Intel controls approximately 90% of the desktop CPU market, the other vendor being AMD. If you have any device with an Intel CPU, then you need to read this article carefully. Recently, a critical bug has been found in the Intel Management Engine, and it has affected millions of CPUs all over the world. The Intel Management Engine Vulnerability is so severe that it allows remote access to the infected PC even when the computer is not running but is connected to the electrical socket. Let’s first discuss what the Intel Management Engine actually is and then move on to how the Intel Management Engine Vulnerability affects you and how you can solve this issue.
What is Intel Management Engine?
Intel Management Engine, or IME, is basically an operating system inside your PC. It sounds shocking, but it’s true – other than the installed operating system, be it Windows or Linux, there is another OS running under that layer which is the Intel management engine. It is a full-fledged OS with full network access.

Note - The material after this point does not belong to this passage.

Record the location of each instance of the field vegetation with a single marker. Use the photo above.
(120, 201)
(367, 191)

IME was introduced in 2008, however, Intel never publicly spoke about it, and in fact, there is no official documentation on how it works. However, since this OS is the first software layer after the hardware, somehow gaining access to this OS means your entire system can be compromised despite your main OS providing as much security as possible.

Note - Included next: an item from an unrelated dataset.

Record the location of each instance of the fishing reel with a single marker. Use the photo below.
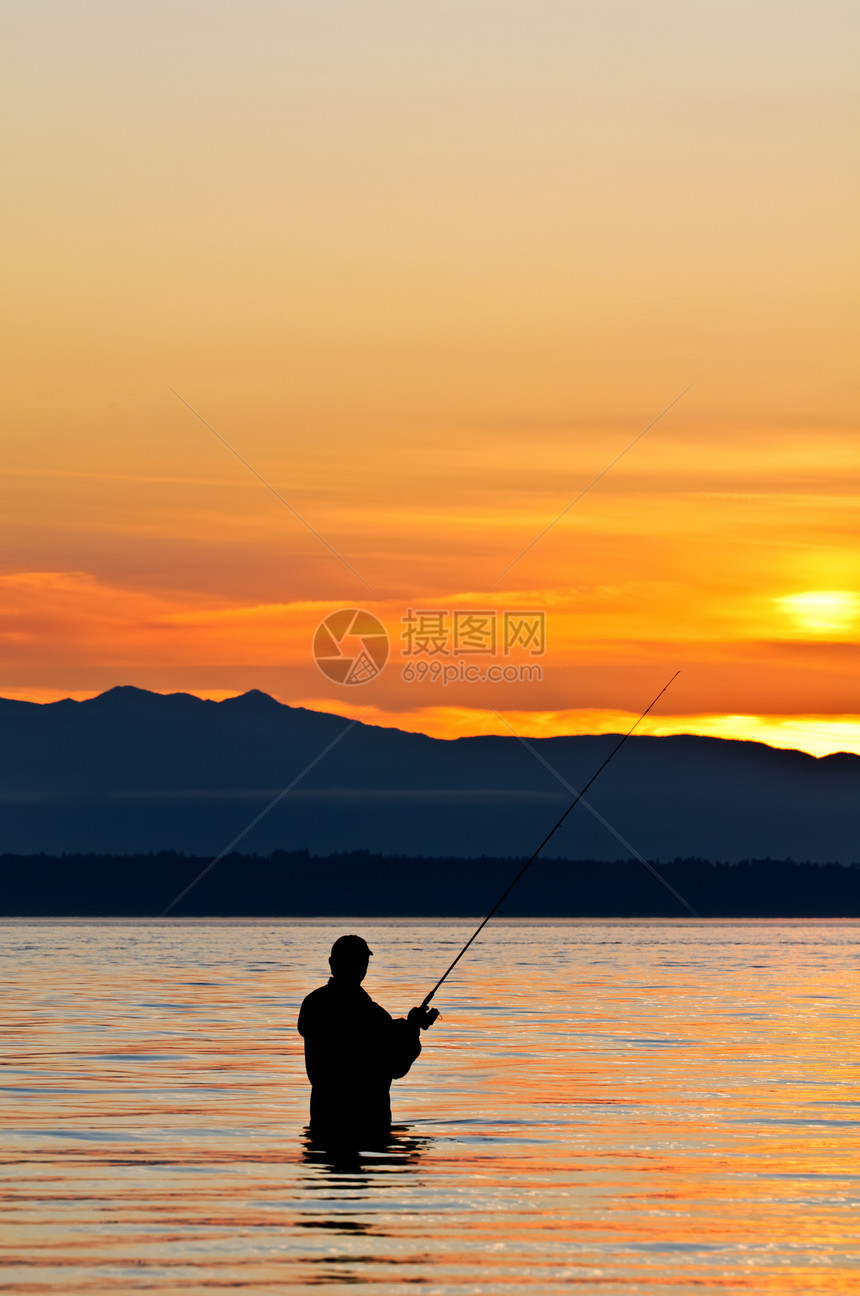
(422, 1016)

Intel Management Engine Vulnerability and its Effects
Several vulnerabilities have been discovered in the Intel Management Engine, but the most severe one has been found by Mark Ermolov and Maxim Goryachy of Positive Technologies Research. Hackers could remotely launch commands even when the system is turned off, as long as there is current flowing to the hardware (laptop with batteries or desktop connected to the socket) and gain access to the system, meaning they could retrieve all data stored in the system, modify data or even install viruses.

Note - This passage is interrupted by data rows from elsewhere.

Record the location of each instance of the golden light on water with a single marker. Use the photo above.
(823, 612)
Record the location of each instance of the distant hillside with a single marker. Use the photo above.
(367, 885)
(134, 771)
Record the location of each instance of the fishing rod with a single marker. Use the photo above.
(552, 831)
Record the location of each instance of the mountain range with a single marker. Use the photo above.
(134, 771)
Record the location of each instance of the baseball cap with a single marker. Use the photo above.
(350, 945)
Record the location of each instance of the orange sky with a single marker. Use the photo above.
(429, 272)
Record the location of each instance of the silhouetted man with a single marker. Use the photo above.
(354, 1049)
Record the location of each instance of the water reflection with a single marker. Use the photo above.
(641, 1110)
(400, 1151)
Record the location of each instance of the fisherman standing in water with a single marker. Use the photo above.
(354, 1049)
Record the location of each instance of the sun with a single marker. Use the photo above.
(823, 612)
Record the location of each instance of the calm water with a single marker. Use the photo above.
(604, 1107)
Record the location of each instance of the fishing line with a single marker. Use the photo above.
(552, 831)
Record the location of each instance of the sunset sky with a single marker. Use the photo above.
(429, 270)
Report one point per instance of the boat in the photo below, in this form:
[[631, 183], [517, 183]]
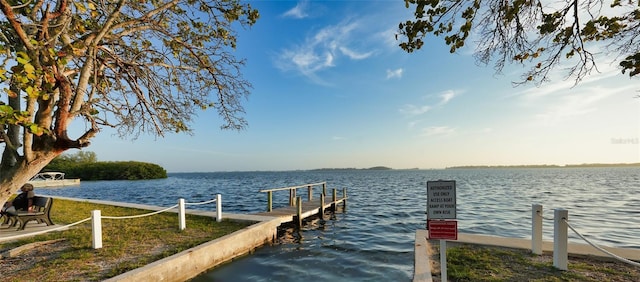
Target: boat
[[52, 179]]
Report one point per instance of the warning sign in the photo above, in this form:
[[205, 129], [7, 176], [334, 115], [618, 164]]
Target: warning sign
[[441, 199], [443, 229]]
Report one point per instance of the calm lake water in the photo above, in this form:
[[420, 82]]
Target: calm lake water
[[373, 240]]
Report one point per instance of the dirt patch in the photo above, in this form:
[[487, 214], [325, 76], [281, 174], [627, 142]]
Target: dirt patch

Intel has done a security audit, in response to the list of bugs that were released and has found out four main vulnerabilities in the management engine. Affected systems include not only CPUs for Desktops, but also laptops from brands like HP, Dell, Lenovo, and Alienware.
How to solve Intel Management Engine Vulnerability
First, you need to check if your processor is affected by the bug. Intel has released a tool for both Windows and Linux users. You can download the tool and it should inform you if your CPU is affected. If you find that your CPU is affected by the bug, then currently you can’t do anything except wait patiently. HP, Dell, Lenovo and several other vendors are already working on a fix. They will be releasing the update as soon as possible, so keep a check on your vendor’s website or the vendor’s software center for any updates in the near future.
Hopefully, you have realized how vulnerable your systems are; you might not have the faintest idea when they have been compromised. Hence, it is extremely important to keep your system up to date and install software updates regularly to fix Intel Management Engine Vulnerability issues in the near future.